The Federal Executive Council (FEC) on Thursday approved a $2.99 billion package of rail infrastructure projects, signalling a renewed commitment by the administration of Bola Ahmed Tinubu to deepen infrastructure development and unlock economic growth.

While this initiative is widely commendable, there is a growing call for the Federal Government to extend similar support to the Nigerian Railway Corporation (NRC). Strengthening the corporation would significantly improve inter-state transportation, ease the pressure on road networks caused by overloaded trucks, and enhance logistics efficiency nationwide.
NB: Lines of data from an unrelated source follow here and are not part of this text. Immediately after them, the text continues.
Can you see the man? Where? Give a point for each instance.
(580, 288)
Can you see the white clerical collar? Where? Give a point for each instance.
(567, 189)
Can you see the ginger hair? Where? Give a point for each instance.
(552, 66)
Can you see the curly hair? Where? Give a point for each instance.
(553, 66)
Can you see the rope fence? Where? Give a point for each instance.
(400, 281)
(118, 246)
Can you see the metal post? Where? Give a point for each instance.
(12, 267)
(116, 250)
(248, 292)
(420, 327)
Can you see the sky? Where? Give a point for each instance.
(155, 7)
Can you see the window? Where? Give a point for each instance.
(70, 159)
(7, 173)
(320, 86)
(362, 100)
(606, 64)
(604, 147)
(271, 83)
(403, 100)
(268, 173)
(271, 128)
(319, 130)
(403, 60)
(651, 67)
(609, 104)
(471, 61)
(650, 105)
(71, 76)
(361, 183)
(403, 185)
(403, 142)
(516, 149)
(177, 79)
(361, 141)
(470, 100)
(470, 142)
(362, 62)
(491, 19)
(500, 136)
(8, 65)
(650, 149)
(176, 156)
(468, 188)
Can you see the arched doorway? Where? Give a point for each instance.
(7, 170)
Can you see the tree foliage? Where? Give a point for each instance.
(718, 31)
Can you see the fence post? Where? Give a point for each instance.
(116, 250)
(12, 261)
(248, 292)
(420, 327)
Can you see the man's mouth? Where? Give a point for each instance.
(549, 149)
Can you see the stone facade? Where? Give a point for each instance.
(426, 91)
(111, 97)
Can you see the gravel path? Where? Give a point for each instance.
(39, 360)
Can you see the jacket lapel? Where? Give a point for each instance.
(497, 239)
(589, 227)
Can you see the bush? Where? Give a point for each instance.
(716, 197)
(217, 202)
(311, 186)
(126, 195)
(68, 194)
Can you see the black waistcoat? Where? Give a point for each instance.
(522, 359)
Nigeria has already recorded progress with the Lagos–Ibadan rail corridor. However, greater impact can be achieved if the government connects Lagos to Abuja, complementing the existing Kaduna–Katsina line. Such integration would go a long way in addressing the country’s persistent transportation challenges. There is also increasing public demand for the expansion of rail services to the northern and eastern regions, which would create a more unified and dependable national transport system.

Many Nigerians still recall the 1960s, when train services operated seamlessly from Lagos to Kaduna and even Sokoto—an era that underscored the immense potential of an efficient rail network.

Expanding the railway system aligns with the administration’s Renewed Hope Agenda and would deliver tangible results in infrastructure development. There is also a widely held view that the current leadership of the NRC, under Managing Director Kayode Opeifa, is making meaningful progress in revitalizing rail services.

Sustained government backing will be critical to consolidating these gains and building a modern, efficient, and nationally connected railway system capable of driving economic growth and easing transportation challenges across Nigeria.